AGOA is also a very useful negotiating tool. The U.S. president has the ability to rescind access to AGOA to any country if he were to determine that it is not working toward certain goals. In essence, the U.S. president has the ability to cancel the AGOA relationship with any partner nation if he feels that it doesn’t benefit the United States.

Most recently, AGOA was used as a negotiating tool just prior to its reauthorization in 2015. At the time, the South African government refused to let American chicken farmers export chicken products to South Africa. Accused of “dumping” low quality chicken products, the United States had not been allowed to export chicken to South Africa for over fifteen years. The South African argument was that American exports would destroy its local poultry industry by undercutting prices. On the American side, it was argued that this ban was a barrier to U.S. trade and investment. It was also argued that South Africa, with its advanced economy (though stalled), didn’t need a preferential trade deal (this goes back to the development side of AGOA). The renewal of AGOA, and South Africa’s inclusion in the renewed act, became questionable due to this one sticking point.

In the end, the South African government conceded and allowed the U.S. to export 65,000 tons of chicken products to South Africa. Trade with the United States was too important for South Africa to risk losing over chickens, especially as the U.S. is South Africa’s largest export market. (South African exports to the U.S. in 2015 were valued at $9.1 billion. They consisted mostly of manufacturing materials, metals, and minerals.)

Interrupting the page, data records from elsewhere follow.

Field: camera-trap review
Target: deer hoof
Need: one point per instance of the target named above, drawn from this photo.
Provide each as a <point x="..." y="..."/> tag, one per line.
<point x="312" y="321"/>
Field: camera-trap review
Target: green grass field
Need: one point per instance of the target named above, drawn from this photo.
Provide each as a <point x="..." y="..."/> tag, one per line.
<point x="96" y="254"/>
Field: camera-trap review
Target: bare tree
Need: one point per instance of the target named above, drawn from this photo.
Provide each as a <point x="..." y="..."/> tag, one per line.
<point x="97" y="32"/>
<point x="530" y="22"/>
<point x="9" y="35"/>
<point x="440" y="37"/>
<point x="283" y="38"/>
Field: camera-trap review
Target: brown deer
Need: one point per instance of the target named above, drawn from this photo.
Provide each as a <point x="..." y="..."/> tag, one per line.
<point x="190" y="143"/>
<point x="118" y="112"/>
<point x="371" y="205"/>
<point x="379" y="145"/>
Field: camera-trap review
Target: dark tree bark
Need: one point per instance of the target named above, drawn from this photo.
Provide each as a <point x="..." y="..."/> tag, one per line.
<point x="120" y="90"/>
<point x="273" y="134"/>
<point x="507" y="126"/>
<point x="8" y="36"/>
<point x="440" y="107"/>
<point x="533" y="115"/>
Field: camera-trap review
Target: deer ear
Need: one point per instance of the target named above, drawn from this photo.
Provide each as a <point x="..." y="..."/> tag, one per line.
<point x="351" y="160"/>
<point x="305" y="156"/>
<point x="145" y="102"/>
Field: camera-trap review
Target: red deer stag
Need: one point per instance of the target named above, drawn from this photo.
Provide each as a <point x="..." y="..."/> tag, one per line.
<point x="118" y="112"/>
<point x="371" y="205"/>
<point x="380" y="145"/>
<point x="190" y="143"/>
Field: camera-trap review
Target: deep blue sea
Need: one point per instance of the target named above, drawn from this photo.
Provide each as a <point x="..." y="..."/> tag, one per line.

AGOA under the Trump Administration?

Based on the Trump administration’s largely anti-trade stance, there has been some worry that AGOA may possibly be on the chopping block. This, however, is highly unlikely. AGOA was passed originally by a Republican congress in 2000, and was just reauthorized in 2015. It still maintains broad support across party lines, and even if targeted by the Trump administration, it is unlikely that Congress would approve its repeal.

AGOA is also not likely to be targeted for repeal because it is not a free trade agreement. While certain African goods are given preferential deals that reduce tariffs, sub-Saharan countries do not operate with blanket free trade and zero tariffs. In fact, the deal provides the U.S. with access to African goods and commodities that help drive the U.S. economy.

Additionally, it would be foolish of the Trump administration to give up a tool that provides the U.S. with so much negotiating leverage. As evidenced by the South African chicken trading incident, the U.S. government is able to use access to American markets to dictate trade opportunities in Africa. Countries like Kenya have already expressed worries that trade access through AGOA could be restricted. Traditionally, sub-Saharan Africa as a whole has critical problems with intra-state trade that increases dependency on large foreign trade partners. This regional trade gap provides greater leverage for the United States when participating in trade negotiations.

While it is doubtful that AGOA will be repealed, I would not be surprised if the new administration were to use the threat of removal from AGOA as a negotiating tool. Presidents have removed nations from the AGOA agreement before. The Trump administration doesn’t mean the end of AGOA, but it may mean that certain trade relationships are reevaluated.